At its best, social criticism operates on several layers of “aboutness.” That is to say, the answer to the question “What is Douglas about?” should be extensive and range from concrete examples to abstract thoughts. This is, in part, what distinguishes the essay from the op-ed, commentary, academic articles, and other more directly argumentative forms of nonfiction. The ideas aren’t delivered as a lecture or a sermon. Rather than being plainly stated and logically ordered, these ideas are packaged inside personal anecdotes, historical contexts, pop culture references, and various other avenues that connect the author’s ideas, creating a portrait of their broader social critique, which the audience then sees at the end (as opposed to being told throughout). This means that Gadsby’s ideas cannot merely be compartmentalized into sections, as if organized neatly under their own subheadings. What makes Douglas feel more like a work of art than a lecture is the story. By threading her critiques through a narrative, Gadsby layers her ideas about language, status, art, autism, and misogyny so effectively that every bite of the story seems to include a taste of each idea.

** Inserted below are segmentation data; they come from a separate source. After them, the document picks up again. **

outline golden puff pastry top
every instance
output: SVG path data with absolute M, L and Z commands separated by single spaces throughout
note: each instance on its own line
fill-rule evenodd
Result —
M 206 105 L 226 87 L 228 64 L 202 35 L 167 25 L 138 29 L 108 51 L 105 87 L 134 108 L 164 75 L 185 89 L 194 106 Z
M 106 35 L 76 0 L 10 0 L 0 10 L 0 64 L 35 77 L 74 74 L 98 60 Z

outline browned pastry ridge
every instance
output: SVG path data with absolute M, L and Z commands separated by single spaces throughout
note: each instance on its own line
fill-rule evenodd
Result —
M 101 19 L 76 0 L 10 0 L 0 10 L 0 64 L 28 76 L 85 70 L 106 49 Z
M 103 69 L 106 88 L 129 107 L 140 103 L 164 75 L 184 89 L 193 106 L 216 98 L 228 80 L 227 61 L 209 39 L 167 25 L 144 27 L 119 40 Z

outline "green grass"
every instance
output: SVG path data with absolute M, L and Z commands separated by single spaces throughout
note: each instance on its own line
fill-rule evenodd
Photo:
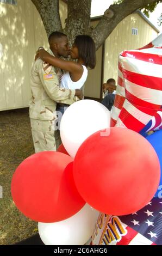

In doing so, Gadsby cracks open a form that, for as long as it’s been held predominantly in the hands of white men, has seemed resistant to earnest social criticism. Perhaps this is because comics feared their audiences wouldn’t want to listen to anything “serious” during a stand-up routine. Or maybe, for the few that might have wanted to engage in sustained social criticism, they couldn’t recognize how to do so effectively. To be clear, many comics have used the stage as a platform for a variety of social, cultural, and political commentary. Certainly George Carlin championed the form, and more recently, comics like Jim Jeffries and Trevor Noah have followed suit. But these men typically couch their commentary in one-liners or punchlines to isolated incidents, often to point out contradictions in political platforms or tease certain politicians and media pundits. What Gadsby has experienced is not, as she anticipates men will claim, an isolated incident. Her social criticism differs from other comics in that it situates her ideas and experiences within many threads of the fabric of our society and means to critique these threads, broadly speaking, that weave our society together.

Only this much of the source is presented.